I didn't know that manga writer/artist Oh!Great's (the pen name for Ito ?gure) high school fight manga Tenjo Tenge ran for 12 years, only recently ending its run in 2010. I wonder where it can and will go, given that its lead characters--Souichiro, Bob, and Aya--are all first-year high school students and that 12 years is a long time to be a freshman. All three of the characters, members of the Juken martial arts club at Toudou Academy, want to be stronger, to master their respective fighting styles for their own personal reasons. Maybe in the grand scheme of things a decade isn't enough time to master a particular fighting skill or hit such a broad target as becoming stronger, but they seem to be off to a good start in the first and second volumes presented here in Viz's Full Contact Edition.
The series might be a love-it-or-hate-it prospect for most readers, with its mix of elaborate martial arts, supernatural portents, graphic violence, and nearly as graphic nudity. It's a martial arts exploitation story in comic form. Those last sentences may have already sent some readers out to pre-order their copy of this volume, which is presented uncut in the wake of the Teen-rated editions released by the recently-folded CMX imprint.
For those of you who might still be on the fence about picking this volume up when it's released, and who are of age to pick up M-rated titles, I'll say that in spite of its pretty gnarly content, it's got an engaging story that moves along very quickly. The characters are all types, with Souichiro being the hothead with a heart of gold, Aya a ditz with deep reserves of ability and backbone, and Bob, the stoic outsider who's always there for his best friend. However, these characters are caught up in a plot that establishes an air of mystery for its them and their circumstances, tells you just enough to keep it intriguing, and never allows fights to go on longer than necessary (a pitfall of many fight-based manga titles). There are actually several parallel mysteries going on in the story, including the nature of Souichiro's power as well as the reason for the continued domination of the Executive Council over Toudou Academy and the root of their animosity towards the tiny Juken club.
Perhaps the most successful element of the series--at least in this 368-page book, collecting the first two volumes of the manga--is that there's often a real sense of danger for the characters. Maybe it's certain that none of them will be killed off in this or any near-future volume, but Oh!Great is willing to let pretty awful things happen to them because they're either not smart enough or strong enough to fight their way free.

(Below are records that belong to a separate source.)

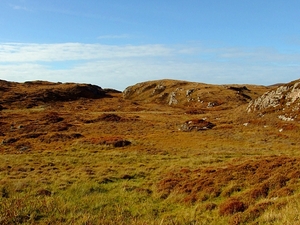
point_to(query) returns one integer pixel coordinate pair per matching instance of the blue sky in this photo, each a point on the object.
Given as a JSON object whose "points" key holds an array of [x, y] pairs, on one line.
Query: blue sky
{"points": [[118, 43]]}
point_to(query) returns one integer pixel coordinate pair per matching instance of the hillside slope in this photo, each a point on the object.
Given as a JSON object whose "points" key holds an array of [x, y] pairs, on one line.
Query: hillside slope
{"points": [[183, 93], [33, 93]]}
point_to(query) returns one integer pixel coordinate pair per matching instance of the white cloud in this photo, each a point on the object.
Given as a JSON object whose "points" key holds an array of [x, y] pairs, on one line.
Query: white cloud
{"points": [[120, 36], [121, 66]]}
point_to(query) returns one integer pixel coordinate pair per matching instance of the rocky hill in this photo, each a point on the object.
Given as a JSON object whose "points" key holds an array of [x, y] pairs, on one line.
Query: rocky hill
{"points": [[33, 93], [284, 101], [183, 93]]}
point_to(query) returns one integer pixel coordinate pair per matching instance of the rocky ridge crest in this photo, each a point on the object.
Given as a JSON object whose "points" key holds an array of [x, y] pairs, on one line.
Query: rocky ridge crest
{"points": [[284, 100]]}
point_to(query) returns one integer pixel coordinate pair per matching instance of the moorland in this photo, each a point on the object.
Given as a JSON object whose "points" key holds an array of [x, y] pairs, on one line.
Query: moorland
{"points": [[160, 152]]}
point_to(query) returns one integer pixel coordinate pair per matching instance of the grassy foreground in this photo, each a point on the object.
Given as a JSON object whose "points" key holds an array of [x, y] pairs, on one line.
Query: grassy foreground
{"points": [[232, 174]]}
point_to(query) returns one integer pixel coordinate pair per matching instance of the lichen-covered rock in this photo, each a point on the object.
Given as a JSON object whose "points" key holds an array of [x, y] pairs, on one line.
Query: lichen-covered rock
{"points": [[196, 125], [281, 98]]}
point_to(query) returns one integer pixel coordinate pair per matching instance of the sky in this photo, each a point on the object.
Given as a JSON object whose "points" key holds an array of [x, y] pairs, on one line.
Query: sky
{"points": [[118, 43]]}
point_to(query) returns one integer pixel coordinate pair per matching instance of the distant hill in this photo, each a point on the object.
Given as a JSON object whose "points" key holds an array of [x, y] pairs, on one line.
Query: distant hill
{"points": [[33, 93], [184, 93]]}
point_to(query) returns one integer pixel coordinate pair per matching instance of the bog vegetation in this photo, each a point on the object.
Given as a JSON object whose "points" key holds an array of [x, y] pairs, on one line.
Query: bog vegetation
{"points": [[78, 154]]}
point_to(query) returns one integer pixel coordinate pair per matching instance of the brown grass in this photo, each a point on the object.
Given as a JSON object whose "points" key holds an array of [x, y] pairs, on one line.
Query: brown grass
{"points": [[122, 161]]}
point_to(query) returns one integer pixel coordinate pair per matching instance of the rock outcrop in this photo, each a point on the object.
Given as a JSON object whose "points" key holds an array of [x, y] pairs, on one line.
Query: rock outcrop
{"points": [[183, 93], [285, 98]]}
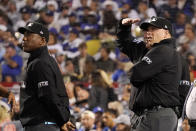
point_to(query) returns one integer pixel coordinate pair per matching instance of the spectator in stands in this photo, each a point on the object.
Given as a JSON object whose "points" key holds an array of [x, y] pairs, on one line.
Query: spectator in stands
{"points": [[70, 46], [12, 11], [100, 93], [98, 117], [179, 24], [7, 94], [187, 6], [87, 121], [26, 13], [183, 45], [70, 74], [144, 11], [13, 64], [190, 33], [60, 59], [53, 45], [46, 16], [122, 123], [79, 61], [72, 23], [5, 118], [117, 106], [108, 25], [128, 9], [169, 10], [108, 120], [63, 18], [192, 65]]}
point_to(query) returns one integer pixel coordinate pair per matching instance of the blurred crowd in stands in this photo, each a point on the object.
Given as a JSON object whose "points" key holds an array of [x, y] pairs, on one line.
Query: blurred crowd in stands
{"points": [[82, 40]]}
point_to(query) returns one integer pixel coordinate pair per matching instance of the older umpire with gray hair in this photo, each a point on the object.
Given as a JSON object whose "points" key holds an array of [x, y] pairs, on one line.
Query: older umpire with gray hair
{"points": [[156, 74]]}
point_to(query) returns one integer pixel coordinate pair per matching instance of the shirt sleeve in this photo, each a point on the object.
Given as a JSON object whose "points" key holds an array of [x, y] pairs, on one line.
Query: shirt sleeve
{"points": [[50, 95]]}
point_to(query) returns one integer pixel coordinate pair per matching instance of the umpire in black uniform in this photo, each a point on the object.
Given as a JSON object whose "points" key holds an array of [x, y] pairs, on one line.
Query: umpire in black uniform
{"points": [[44, 102], [156, 74]]}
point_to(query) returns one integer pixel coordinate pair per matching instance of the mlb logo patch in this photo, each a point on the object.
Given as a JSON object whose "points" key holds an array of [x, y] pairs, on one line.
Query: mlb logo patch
{"points": [[42, 84]]}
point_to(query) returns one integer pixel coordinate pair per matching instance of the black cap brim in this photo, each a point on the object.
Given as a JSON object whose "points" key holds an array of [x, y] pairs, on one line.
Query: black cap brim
{"points": [[22, 30], [145, 25]]}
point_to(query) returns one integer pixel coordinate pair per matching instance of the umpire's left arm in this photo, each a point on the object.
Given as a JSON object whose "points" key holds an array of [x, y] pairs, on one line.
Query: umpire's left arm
{"points": [[54, 98]]}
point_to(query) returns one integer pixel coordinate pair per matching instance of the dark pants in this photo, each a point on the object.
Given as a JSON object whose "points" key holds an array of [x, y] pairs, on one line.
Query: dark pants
{"points": [[163, 119], [42, 127]]}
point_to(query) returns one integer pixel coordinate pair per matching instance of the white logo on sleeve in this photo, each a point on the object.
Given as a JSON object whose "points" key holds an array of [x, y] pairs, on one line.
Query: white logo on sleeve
{"points": [[42, 84], [148, 60]]}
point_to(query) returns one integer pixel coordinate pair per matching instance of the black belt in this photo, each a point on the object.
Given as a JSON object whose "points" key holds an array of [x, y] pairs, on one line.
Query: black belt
{"points": [[156, 108]]}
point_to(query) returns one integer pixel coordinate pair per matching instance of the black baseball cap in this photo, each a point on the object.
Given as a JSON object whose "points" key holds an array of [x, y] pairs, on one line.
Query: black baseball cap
{"points": [[37, 28], [158, 22]]}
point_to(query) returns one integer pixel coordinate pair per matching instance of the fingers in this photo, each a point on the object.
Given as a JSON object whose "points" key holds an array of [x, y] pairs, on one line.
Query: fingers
{"points": [[71, 126], [129, 21], [68, 127]]}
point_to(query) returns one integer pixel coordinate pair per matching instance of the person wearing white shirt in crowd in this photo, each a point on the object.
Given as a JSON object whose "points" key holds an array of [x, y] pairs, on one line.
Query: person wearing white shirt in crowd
{"points": [[87, 121], [191, 107]]}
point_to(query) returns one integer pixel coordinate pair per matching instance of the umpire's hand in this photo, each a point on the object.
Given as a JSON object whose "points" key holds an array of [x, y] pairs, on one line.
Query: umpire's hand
{"points": [[129, 21], [68, 127]]}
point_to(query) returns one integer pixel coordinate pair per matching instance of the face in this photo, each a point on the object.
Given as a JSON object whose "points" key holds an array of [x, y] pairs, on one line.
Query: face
{"points": [[32, 41], [83, 51], [10, 51], [103, 53], [153, 35], [107, 119], [121, 127], [87, 121]]}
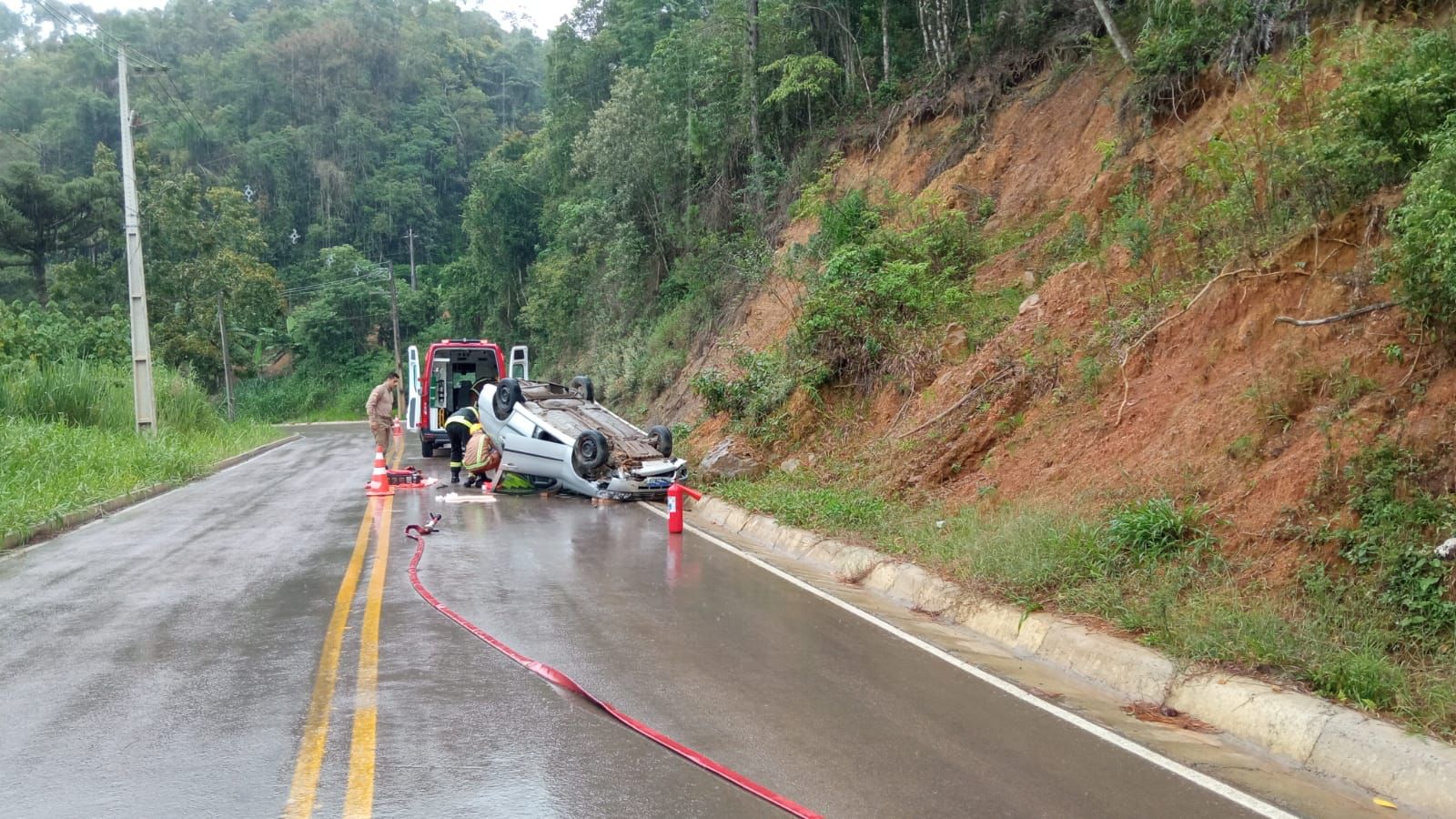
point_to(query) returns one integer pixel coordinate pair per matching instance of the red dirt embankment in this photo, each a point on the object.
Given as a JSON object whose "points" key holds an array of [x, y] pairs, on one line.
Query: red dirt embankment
{"points": [[1222, 402]]}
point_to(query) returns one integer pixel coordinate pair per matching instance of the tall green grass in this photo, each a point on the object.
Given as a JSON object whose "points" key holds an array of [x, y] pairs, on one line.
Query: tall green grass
{"points": [[67, 439], [306, 397]]}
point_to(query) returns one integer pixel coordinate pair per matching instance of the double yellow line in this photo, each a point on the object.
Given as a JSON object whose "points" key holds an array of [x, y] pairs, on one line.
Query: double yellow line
{"points": [[359, 799]]}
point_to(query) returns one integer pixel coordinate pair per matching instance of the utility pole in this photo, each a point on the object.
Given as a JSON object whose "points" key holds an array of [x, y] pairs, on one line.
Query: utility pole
{"points": [[393, 317], [411, 237], [143, 399], [228, 365]]}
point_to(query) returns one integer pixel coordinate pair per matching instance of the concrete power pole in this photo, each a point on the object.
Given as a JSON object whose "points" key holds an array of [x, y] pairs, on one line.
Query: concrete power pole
{"points": [[145, 402], [411, 237]]}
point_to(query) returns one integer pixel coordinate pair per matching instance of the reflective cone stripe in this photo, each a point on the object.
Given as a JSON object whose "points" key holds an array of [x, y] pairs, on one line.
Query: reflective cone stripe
{"points": [[379, 481]]}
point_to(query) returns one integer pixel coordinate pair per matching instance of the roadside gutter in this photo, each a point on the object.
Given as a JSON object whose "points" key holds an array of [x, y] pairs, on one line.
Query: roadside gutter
{"points": [[1305, 731]]}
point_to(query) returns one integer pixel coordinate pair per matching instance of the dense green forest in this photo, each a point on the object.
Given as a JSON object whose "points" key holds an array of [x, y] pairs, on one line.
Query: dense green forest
{"points": [[601, 194]]}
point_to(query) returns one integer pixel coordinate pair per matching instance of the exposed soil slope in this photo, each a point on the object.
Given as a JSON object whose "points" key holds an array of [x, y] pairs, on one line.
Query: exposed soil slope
{"points": [[1196, 420]]}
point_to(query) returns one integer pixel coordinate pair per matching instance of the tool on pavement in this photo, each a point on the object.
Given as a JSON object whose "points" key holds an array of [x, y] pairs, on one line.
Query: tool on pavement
{"points": [[417, 533], [410, 479]]}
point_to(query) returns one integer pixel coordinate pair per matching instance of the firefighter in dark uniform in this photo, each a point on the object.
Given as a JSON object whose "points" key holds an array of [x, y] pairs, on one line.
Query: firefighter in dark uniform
{"points": [[465, 423]]}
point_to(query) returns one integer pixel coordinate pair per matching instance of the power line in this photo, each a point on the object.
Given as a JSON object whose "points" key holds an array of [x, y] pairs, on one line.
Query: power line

The art is a mixed bag, with kinetic fight scenes side-by-side with, occasionally dodgy anatomy, and wildly top-heavy female characters. As I mentioned at the top of the review, the book began its serialization at the tail-end of the 90's, so some of the character designs actually reflect the looser, bulkier, muscle-heavy style of action manga from that period, in line with something like New Grappler Baki, which similarly mined stories about reaching peak physical and spiritual ability, but without the overt supernatural element.
Viz's presentation, as usual, almost surpasses the work itself, combining the first two volumes into one book with a slightly oversized page width. It also retains the author's four-panel gag strips, and I find it great that much like myself, he briefly found his life derailed by the release of Tekken 3 at the start of the decade. As noted above, the book is presented completely uncut, and while it's not as explicit as say, the Battle Royale Ultimate Editions (the benchmark for sex and violence in manga, to my mind), some readers may be wary of the contents inside.
One final note: I'm not sure what the actual spelling of the book's title is supposed to be. Here it's Tenjo Tenge, while the Wikipedia entry and anime spell it Tenjho Tenge, and I've even seen Tenjou Tenge.
Tenjo Tenge: Full Contact Edition Vol. 1 will be available on June 21.